Блок – вот петербургский поэт, и его город включает, кстати, и цыганский надрыв, которого так сторонились чопорные социалистические акмеисты, выпускники пединститута имени Герцена. И никакой величавости… Петербург Блока – это и «Питер». Петербург (мелко-чиновный, студенческий, люмпен-интеллигентский, с твердым «ч» в слове «что», чахоткой и геморроем) вообще неотделим от Питера (фабрично-гапоновского, матросско-солдатского); по крайней мере, оба они пережили тот великосветский, пафосно-государственный Санкт-Петербург, который даже к началу XX века существовал уже в основном в курбатовских книгах. У Блока именно потому и нет почти, в отличие от Ахматовой, петербургских по тематике стихов: у него город сам собой говорит, и далеко не обязательно о себе. Чаще всего не о себе. Говорит, не контролируя свою речь.
Следующей после символистов истинно-петербургской генерацией были обэриуты. Хармс и Введенский ощущали мистику и пластику этого города лучше, чем кто-нибудь со времен Достоевского и Некрасова. (Румяный вятский псевдонемец Заболоцкий тоже по-своему понимал ее, но уже не без помощи книг. Чтобы увидеть в милиции Германдаду и в невских девках сирен с кастаньетами, ему нужны были «Записки сумасшедшего». А Хармсу в этом смысле ничего не нужно было. Книги он читал про Прагу и Христианию, а про мертвых старух, заползающих в ленинградские коммуналки, он и так все знал.)

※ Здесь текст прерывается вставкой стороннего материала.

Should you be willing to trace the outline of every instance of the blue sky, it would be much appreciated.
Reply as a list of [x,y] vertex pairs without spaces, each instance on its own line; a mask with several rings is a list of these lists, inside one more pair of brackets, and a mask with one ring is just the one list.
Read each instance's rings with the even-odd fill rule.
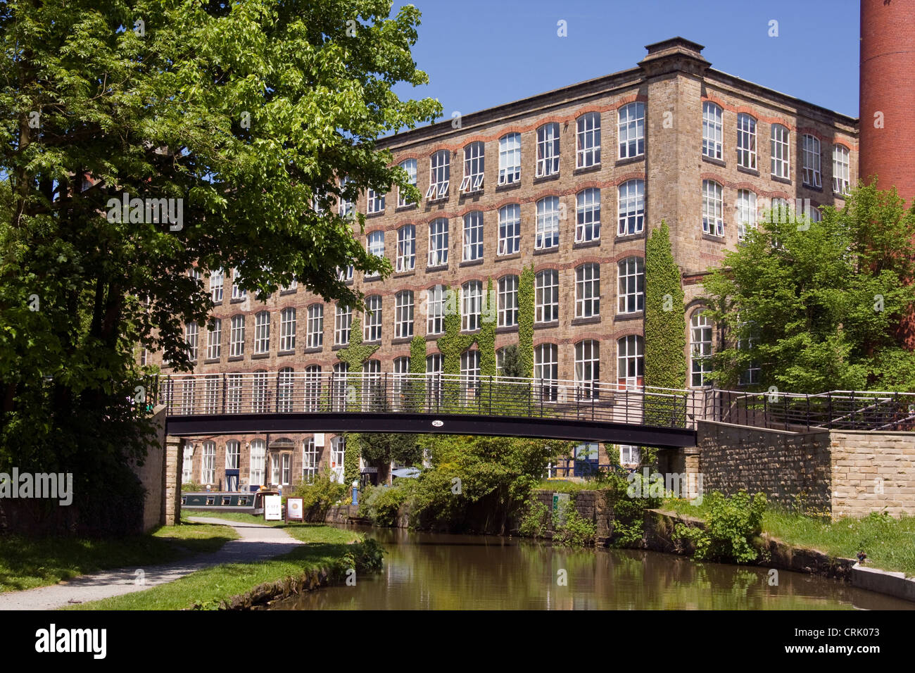
[[[395,2],[394,11],[408,3]],[[712,67],[858,114],[857,0],[413,0],[413,53],[445,119],[635,67],[645,45],[681,36]],[[567,22],[568,36],[556,35]],[[770,37],[770,21],[779,36]]]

Так вот, о дворнике. О петербургском дворнике. Памятник каковому установлен три недели назад на площади Островского.
На совести петербургских дворников много грехов и преступлений. По приказу полиции они не раз и не два избивали честных рабочих и студентов. Избивая борцов за свободу, дворники закабаливали самих себя полиции. Полиция насильничала над ними, а население возненавидело их.
Но вот настал час всеобщего пробуждения – и петербургский дворник раскрывает глаза…
Это, нетрудно догадаться, не из Владимира Ивановича Даля, лексикографа, неудачливого врача (наше все спас? – не спас) и разоблачителя жидовских ритуальных убийств. «Петербургский дворник» Даля написан в 1844 году, а цитата относится к 1905-му. Автор – молодой Л. Д. Троцкий. Повод – отказ работников метлы подписать некий верноподданный адрес.
Чем занимались книжные петербургские (и вообще российские) дворники в XIX веке? Своей дворницкой работой, включавшей и рубку дров, и многое другое, а не только общение с миром ритуальной нечистоты; еще – по фене, милой сердцу Владимира Ивановича, беседовали с мазуриками; ну и собачек топили, но это уж те, кто беседовать не мог. В XX веке дворники, в жизни и в книгах, разделились на православных и татар. Православные дворники устойчиво рифмовались с вторником и составляли опору реакции. Они приходили за пашпортами к нервозной царскосельской барыне у Анненского, замышляли погромы с Валерием Брюсовым и пр.; в общем, они были маленькой властью и силой, а не мусорщиками и дровосеками. Старший дворник воплощал дух Александра III и сам был маленьким Александром III, во всяком случае статуя работы Трубецкого возглавляла это сословие. А мусор выметали, видимо, татары. Может быть, они были младшими дворниками.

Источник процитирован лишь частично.